Ancient rural town Pagliara dei Marsi in Italy has a population of roughly 20 people – with more cats than humans – which is why there was widespread celebration when a child was born this year
A town where cats outnumber humans is celebrating after a child was finally born after a 30-year baby-drought. The residents of Pagliara dei Marsi, an ancient rural town in Italy’s Abruzzo region have been rejoicing this year after the birth of little Lara Bussi Trabucco.
Lara, now a few months old, is one of roughly 20 inhabitants of the ancient town. Her christening earlier this week brought many tourists to the village, reports the Guardian. The little child’s arrival into the world broke a lengthy no-baby streak in the town, reminiscent Alfonso Cuaron’s plot in the film Children of Men.
In the 2006 thriller, starring Clive Owen and Julianne Moore, a bleak picture of the earth in 2027 in painted when two decades of human infertility have left human civilisation on the brink of collapse.

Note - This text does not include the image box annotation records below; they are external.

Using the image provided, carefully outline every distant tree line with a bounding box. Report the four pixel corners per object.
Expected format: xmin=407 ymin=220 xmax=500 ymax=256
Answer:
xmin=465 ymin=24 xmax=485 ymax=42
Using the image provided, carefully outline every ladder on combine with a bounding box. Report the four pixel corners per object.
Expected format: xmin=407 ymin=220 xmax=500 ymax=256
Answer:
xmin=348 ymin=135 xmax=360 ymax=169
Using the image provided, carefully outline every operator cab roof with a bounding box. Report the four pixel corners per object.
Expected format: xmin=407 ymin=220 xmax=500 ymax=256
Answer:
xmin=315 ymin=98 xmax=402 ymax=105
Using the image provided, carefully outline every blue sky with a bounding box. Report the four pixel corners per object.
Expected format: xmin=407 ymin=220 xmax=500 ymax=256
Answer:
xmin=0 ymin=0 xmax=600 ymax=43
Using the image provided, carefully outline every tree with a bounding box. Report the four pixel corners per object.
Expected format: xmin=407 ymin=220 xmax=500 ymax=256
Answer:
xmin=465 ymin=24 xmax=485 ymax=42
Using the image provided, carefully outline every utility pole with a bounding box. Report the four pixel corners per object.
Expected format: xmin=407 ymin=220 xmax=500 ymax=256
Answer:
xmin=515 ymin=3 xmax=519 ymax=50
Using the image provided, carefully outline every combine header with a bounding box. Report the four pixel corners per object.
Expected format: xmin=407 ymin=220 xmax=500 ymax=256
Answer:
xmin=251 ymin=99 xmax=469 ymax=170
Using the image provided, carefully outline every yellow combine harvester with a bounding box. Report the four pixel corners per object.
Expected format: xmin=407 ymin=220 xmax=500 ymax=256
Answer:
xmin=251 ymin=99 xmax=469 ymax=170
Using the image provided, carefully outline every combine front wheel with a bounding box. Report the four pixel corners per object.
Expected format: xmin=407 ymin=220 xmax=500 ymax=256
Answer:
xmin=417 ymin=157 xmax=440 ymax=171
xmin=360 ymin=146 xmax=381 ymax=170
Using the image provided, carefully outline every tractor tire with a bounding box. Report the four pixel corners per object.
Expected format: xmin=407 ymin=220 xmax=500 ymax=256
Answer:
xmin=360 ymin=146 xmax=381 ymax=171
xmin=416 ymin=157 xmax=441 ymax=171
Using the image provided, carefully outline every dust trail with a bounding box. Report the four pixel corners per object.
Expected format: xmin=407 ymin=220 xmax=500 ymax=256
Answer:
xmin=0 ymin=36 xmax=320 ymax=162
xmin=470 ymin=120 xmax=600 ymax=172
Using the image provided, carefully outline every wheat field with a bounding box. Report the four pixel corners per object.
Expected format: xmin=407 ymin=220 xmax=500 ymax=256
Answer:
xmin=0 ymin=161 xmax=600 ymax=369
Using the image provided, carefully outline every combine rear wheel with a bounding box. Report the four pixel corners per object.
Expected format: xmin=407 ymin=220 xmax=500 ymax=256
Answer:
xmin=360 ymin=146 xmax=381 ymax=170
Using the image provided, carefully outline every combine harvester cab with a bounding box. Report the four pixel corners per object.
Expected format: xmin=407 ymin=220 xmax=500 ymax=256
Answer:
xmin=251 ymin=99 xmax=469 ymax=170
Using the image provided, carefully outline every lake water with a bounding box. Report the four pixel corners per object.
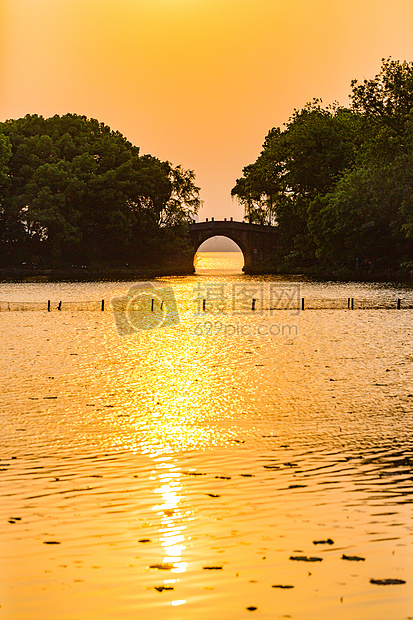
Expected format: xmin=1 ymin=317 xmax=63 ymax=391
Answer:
xmin=0 ymin=253 xmax=413 ymax=620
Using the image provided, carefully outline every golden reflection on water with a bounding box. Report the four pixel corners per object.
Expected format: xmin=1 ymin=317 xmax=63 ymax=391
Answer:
xmin=0 ymin=258 xmax=413 ymax=620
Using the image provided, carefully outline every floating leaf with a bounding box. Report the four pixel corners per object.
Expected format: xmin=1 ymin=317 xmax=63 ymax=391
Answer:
xmin=290 ymin=555 xmax=323 ymax=562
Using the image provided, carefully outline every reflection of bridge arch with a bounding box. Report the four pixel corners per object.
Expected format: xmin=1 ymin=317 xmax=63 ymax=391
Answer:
xmin=189 ymin=220 xmax=278 ymax=273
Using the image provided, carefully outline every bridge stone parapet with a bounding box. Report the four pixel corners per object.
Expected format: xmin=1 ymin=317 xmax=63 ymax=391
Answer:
xmin=188 ymin=220 xmax=278 ymax=273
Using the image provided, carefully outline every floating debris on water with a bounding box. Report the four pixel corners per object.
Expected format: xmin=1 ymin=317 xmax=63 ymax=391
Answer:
xmin=182 ymin=471 xmax=206 ymax=476
xmin=290 ymin=555 xmax=323 ymax=562
xmin=370 ymin=579 xmax=406 ymax=586
xmin=313 ymin=538 xmax=334 ymax=545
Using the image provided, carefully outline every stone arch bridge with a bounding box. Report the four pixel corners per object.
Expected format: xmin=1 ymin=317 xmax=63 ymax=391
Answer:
xmin=188 ymin=219 xmax=278 ymax=273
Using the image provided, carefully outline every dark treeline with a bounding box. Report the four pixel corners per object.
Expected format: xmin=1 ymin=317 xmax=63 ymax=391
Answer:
xmin=232 ymin=59 xmax=413 ymax=275
xmin=0 ymin=114 xmax=200 ymax=268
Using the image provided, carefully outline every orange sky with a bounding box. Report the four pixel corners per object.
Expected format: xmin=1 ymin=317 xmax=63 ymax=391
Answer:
xmin=0 ymin=0 xmax=413 ymax=219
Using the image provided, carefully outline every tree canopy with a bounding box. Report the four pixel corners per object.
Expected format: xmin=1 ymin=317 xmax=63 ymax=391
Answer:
xmin=232 ymin=59 xmax=413 ymax=273
xmin=0 ymin=114 xmax=200 ymax=265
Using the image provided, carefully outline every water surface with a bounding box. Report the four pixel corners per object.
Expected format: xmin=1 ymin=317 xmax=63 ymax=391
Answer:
xmin=0 ymin=255 xmax=413 ymax=620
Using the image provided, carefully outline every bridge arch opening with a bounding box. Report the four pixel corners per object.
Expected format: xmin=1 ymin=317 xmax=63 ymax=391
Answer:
xmin=194 ymin=235 xmax=245 ymax=275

“People who didn’t even know Pagliara dei Marsi existed have come, only because they had heard about Lara,” said her mother, Cinzia Trabucco. “At just nine months old, she’s famous.”
Despite the celebrations surrounding Lara’s arrival, experts are still fretting about Italy’s worsening demographic crisis. Last year births reached a historic low of 369,944, continuing a 16-year negative trend, according to national statistics agency Istat.
Fertility rates also fell to a record low, with an average 1.18 children to women of child-bearing age in 2024 – one of the lowest rates in the EU.
Alongside an increasing number of people are simply choosing to not have children, the drop of births is also due to financial and health factors.
“Pagliara dei Marsi has been suffering from drastic depopulation, exacerbated by the loss of many elderly people, without any generational turnover,” said Pagliara dei Marsi’s local mayor, Giuseppina Perozzi.
Lara’s parents benefited from a €1,000 “baby bonus” – a one-time payment for each child born or adopted since January 2025.
The payment was introduced by Giorgia Meloni’s government as part of a pledge to tackle what the prime minister has dubbed a “demographic winter”.
Child benefits aside, Lara’s parents also harbour concerns about their child’s future education. It’s been years since Pagliara dei Marsi had a teacher – who also used their home as the school.
There’s a nursery and primary school in nearby Castellafiume, but with schools across Italy shutting down due to the falling birthrate, it’s uncertain whether there will be enough youngsters to keep the institution going in the long run.